Charles Thomas-Stanford

Role
  
Politician


Died
  
March 7, 1932

Education
  
Highgate School

Books
  
The Search for Absolute Values: Harmony Among the Sciences : Proceedings of the Fifth International Conference on the Unity of the Sciences, November 26-28, 1976, Washington

Sir Charles Thomas-Stanford, 1st Baronet (3 April 1858 – 7 March 1932), born Charles Thomas, was a British Conservative Party politician from Brighton. He sat in the House of Commons from 1914 to 1922.

Contents

Early life and family

The son of David Collet Thomas, from Hove, he was educated at the Highgate School and at Oriel College, Oxford, where he graduated with a B.A. degree in 1881. He was called to the bar at the Inner Temple in 1882, but did not practice.

In 1897 he married Ellen Stanford, the daughter and heiress of William Stanford of Preston Park, Sussex, and widow of Vere Benett-Stanford, the former MP for Shaftesbury. In the same year he changed his name by royal licence to Thomas-Stanford.

Career

Thomas-Stanford became a Justice of the Peace (J.P.) for Brighton, and served as Mayor of Brighton in 1910–11 and 1912–14, becoming an alderman by 1914.

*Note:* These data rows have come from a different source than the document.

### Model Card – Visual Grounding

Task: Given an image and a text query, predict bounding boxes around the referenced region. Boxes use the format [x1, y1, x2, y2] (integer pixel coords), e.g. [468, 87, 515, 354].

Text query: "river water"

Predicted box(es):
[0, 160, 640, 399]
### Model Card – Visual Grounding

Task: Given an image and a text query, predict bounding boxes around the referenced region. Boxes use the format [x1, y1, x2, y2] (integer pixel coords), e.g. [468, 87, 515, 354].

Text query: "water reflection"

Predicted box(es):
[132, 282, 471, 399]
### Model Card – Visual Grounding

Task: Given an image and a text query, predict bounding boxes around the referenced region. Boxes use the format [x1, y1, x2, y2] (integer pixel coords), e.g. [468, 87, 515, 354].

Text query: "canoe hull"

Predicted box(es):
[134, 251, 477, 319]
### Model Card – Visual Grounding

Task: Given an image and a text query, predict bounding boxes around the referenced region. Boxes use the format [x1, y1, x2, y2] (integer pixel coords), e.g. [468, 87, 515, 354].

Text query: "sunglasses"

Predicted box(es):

Thomas-Stanford was elected as a Member of Parliament (MP) for Brighton in June 1914 at an unopposed by-election following the resignation of the Conservative MP John Gordon. He was re-elected in 1918 as a Coalition Conservative (i.e. a supporter of the coalition government led by the Liberal David Lloyd George), and stood down from Parliament at the 1922 general election.

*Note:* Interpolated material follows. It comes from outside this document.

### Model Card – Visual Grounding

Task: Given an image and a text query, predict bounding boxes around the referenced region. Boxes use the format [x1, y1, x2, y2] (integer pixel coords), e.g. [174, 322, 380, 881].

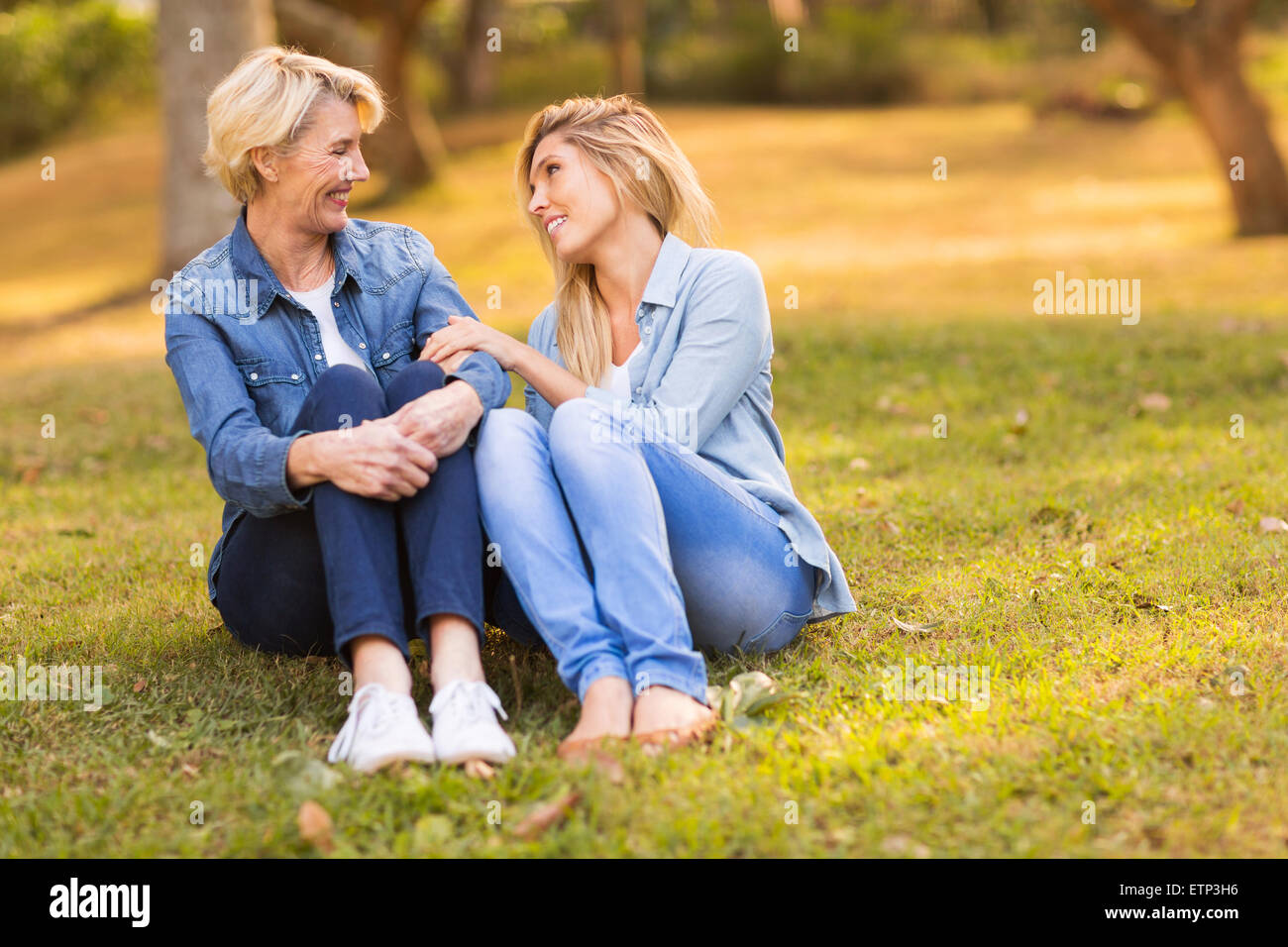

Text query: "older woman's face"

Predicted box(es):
[268, 98, 370, 233]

In 1922 he donated Lewes Castle to the Sussex Archaeological Society, of which he was a long-serving chairman.

Thomas-Stanford was made a baronet on the 1929 New Year Honours and the title was conferred on 8 May 1929.

He died aged 73 on 7 March 1932 at his home Preston Manor, Brighton, which was bequeathed to Brighton Corporation.